Luis XIV y yo teníamos muchas cosas en común: el amor a las mujeres, al teatro, a la música, a la danza y a los caballos; ambos montábamos muy bien, y nos ejercitábamos constantemente, a fin de conservar un estado físico capaz de responder a los ardientes deseos que dominaban nuestros espíritus.

El rey era un hombre elegante, pero creo que le habría gustado tener mi estatura, lo que no lograba ni siquiera usando zapatos de tacón muy alto; decían que teníamos la nariz parecida, pero, aun siendo verdad, aquello no me hacía feliz, pues la nariz del rey era el único rasgo feo de su rostro. Yo le llevaba dieciséis años, pero lucíamos de la misma edad. A mis cincuenta años, edad en que los hombres están ya decrépitos, yo parecía tener treinta.

Mas logré interceder, a mi manera. Hablé con madame de Montespan, que había ocupado, como favorita del rey, el lugar de La Vallière. No sé si esto sirvió para algo.
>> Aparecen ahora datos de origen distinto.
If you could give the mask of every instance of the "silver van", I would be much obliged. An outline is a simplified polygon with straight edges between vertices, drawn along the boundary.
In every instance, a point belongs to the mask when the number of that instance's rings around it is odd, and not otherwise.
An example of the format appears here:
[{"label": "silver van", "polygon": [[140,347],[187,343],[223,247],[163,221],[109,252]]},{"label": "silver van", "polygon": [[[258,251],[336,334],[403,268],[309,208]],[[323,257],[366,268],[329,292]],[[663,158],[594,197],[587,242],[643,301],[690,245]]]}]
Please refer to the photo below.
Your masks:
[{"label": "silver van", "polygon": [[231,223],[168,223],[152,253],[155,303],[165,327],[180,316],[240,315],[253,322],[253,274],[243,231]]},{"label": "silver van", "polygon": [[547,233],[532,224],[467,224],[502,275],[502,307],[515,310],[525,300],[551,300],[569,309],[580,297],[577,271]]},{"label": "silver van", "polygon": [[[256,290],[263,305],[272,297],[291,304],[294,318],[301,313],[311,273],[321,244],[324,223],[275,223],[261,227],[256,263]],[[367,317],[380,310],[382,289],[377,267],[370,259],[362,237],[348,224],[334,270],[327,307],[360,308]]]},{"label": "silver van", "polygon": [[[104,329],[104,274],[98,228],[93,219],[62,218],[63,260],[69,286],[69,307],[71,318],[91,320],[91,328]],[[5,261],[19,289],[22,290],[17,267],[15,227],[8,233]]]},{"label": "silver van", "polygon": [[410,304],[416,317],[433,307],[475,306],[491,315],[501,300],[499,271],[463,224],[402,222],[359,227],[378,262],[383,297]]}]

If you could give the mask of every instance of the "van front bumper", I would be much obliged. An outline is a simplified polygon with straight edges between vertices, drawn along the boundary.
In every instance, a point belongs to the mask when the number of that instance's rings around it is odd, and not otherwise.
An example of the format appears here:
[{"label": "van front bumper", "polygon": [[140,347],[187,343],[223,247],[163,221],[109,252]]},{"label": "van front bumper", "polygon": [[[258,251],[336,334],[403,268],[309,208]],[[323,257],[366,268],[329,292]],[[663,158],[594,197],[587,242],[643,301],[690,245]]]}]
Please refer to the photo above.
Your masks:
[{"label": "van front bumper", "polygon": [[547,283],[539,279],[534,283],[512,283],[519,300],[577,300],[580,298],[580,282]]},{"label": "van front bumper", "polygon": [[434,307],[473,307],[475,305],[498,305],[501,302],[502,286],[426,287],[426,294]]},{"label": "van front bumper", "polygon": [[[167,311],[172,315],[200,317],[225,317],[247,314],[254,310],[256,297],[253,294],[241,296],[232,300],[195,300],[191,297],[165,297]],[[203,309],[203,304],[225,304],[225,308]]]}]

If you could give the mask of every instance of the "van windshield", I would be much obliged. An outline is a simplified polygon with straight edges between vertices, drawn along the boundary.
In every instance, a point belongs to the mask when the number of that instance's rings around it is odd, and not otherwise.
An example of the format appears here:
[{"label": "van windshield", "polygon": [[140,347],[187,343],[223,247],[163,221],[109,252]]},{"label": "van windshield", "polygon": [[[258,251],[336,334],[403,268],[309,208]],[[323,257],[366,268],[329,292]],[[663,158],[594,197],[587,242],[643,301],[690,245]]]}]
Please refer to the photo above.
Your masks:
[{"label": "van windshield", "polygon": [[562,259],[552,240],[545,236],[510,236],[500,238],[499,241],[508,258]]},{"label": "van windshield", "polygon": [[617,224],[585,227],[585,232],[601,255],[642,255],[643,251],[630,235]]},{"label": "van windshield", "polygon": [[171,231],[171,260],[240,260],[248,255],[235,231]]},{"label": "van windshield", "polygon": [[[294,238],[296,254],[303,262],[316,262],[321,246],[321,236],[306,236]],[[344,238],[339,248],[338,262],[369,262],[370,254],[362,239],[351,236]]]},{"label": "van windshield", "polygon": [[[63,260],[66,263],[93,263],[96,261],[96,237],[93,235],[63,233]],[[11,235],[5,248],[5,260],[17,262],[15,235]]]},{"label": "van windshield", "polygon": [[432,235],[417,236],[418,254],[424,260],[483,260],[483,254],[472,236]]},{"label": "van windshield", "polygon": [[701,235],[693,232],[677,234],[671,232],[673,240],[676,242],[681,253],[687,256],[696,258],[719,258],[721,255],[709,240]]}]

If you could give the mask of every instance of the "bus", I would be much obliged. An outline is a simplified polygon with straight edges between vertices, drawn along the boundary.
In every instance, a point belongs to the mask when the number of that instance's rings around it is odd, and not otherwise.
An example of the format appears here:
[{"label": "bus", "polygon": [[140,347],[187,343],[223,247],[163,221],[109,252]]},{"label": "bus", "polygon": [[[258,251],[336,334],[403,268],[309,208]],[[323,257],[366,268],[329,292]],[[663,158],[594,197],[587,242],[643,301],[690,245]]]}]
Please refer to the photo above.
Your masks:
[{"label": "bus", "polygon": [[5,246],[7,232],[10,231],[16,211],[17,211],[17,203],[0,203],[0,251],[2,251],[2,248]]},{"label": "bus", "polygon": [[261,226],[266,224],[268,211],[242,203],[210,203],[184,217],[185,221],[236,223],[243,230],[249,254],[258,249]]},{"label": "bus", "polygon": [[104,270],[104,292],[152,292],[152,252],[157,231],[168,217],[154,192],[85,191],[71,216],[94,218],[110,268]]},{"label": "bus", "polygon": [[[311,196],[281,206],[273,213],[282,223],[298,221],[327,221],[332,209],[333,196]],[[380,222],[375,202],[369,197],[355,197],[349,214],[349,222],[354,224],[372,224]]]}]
Lo cierto es que al rey le agradaba Molière, tanto que había aceptado ser padrino de su hijo Louis, quien murió de pocos meses. Sin duda quiso complacer al rey el arzobispo de París cuando, incluso habiendo invalidado la comunión dada por el abate Bernard, permitió finalmente que el escritor fuera enterrado en el cementerio de Saint-Joseph, en la parte reservada a los suicidas y a los niños paganos, bajo la condición de que el entierro se efectuara de noche, sin pompa alguna, con la sola asistencia de dos sacerdotes.

Molière recibió sepultura a las nueve de la noche. Había permanecido insepulto tres días. La Fontaine, Mignard y Boileau, entre otros amigos, estuvieron presentes; y también Chapelle, nuestro compañero en el Collège de Clermont, que parecía ebrio y con quien intercambié un abrazo compungido.

Portábamos antorchas que daban luz a nuestro alrededor y revelaban, en la cara de algunos enemigos que acudieron al acto, una satisfacción que no lograban esconder. Los evité con enojo. Racine no asistió. El ingrato había olvidado que fue Molière el que le abriera las puertas del éxito, al llevar a escena su primera tragedia, La tebaida, cuando Racine era un completo desconocido. Tampoco estaba presente el inescrupuloso Lulli. Molière se había peleado también con él. A pesar de la hora, unas doscientas personas asistieron al funeral, además de un número idéntico de pobres, a quienes se dio una cuantía de dinero, conforme era usual en tales ocasiones.

La Gazette, el diario oficial, no consignó siquiera el fallecimiento de Molière. Sólo el Mercure Galant publicó un elogio fúnebre.